New Book Review: "The Last Mile of Analytics"
New book review for The Last Mile of Analytics: Making the Leap from Platforms to Tools, by Mike Barlow, O'Reilly, 2015, reposted here:
Probably the best book I have read regarding the road ahead for the analytics space, despite its small size. In reference to the title, Barlow quotes the co-author (Flomenberg) of a 2013 white paper entitled "The Last Mile in Big Data: How Data Driven Software (DDS) Will Empower the Intelligent Enterprise". Generally speaking, the last mile of analytics is software that lets you make use of the scalable database management platforms that are becoming more and more democratized. And this software comes in two flavors. "The first flavor is data tools for technically savvy users who know the questions they want to ask. The second flavor is for people who don't necessarily know the questions they want to ask, but who just want to do their jobs or complete a task more effectively." The former includes software for ETL, machine learning, data visualization, and other types of processes that are likely to require trained data analysts, and the latter includes software that some people are now calling "the last mile of analytics": software that is more user friendly and business oriented.
The author later quotes the CEO of Wise.io (Erhardt), who furthers this thought: "The last mile is about time-to-value. It's about lowering barriers and reducing friction for companies that need to use advanced analytics but don't have millions of dollars to spend or years to invest in development. There are still people at some machine learning companies who think their customers are other people with doctoral degrees. There's nothing wrong with that, but it's a very limited market. We're aiming to help people who don't necessarily have advanced degrees or millions of dollars to get started and begin using advanced analytics to help their business." Additionally, as the co-founder and CEO of Dato (Guestrin) comments, "There are only a small number of people in the world with deep experience in machine learning algorithms. But there is a much wider range of people who want to use machine learning and accomplish super-creative things with it."

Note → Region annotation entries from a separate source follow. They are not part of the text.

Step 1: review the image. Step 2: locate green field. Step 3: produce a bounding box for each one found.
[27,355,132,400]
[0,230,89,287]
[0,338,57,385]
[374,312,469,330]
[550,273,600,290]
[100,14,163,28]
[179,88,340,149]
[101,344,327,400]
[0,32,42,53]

As Barlow explains in the introductory pages to this freely available book from O'Reilly, the first generation of big data analytics vendors was interested in development and focused on creating platforms for use by modelers and developers, but the new generation of vendors is interested in deployment and focused on delivering analytics directly to business users. And advanced analytics is not simply BI (business intelligence) on steroids. As Erhardt explains, "BI typically relies on human judgments. It almost always looks backward. Decisions based on BI analysis are made by humans or by systems following rigid business rules. Advanced analytics introduces mathematical modeling into the process of identifying patterns and making decisions. It is forward-looking and predictive of the future. It's important to distinguish between classical statistics and machine learning. At the highest level, classical statistics relies on a trained expert to formulate and test an ex-ante hypothesis about the relationship between data and outcomes. Machine learning, on the other hand, derives those signals from the data itself."
If you are interested in this topic, but do not have time to read the entire text of this book, I recommend at least checking out the two diagrams provided by the author. The first depicts how the big data stack has split into two main components: "above-the-line" technologies, and "below-the-line" technologies. The former component consists of data-as-a-product, data tooling, and data-driven software, and the latter component consists of data platforms, data infrastructure, and management/security. Flomenberg explains that there is room for a few winners in data tooling and data management, but the data-driven software market (with hundreds of billions of dollars at stake) is essentially up for grabs. And the co-founder of The Hive (Ravi), a venture capital and private equity firm that backs big data startups, sees a Maslow-type pyramid, depicted by the second diagram, with BI at the bottom. The next levels up are human correlation, data mining, and predictive analytics. with closed-loop systems at the top. Moving up the pyramid, data management techniques become increasingly action-oriented and more fully automated.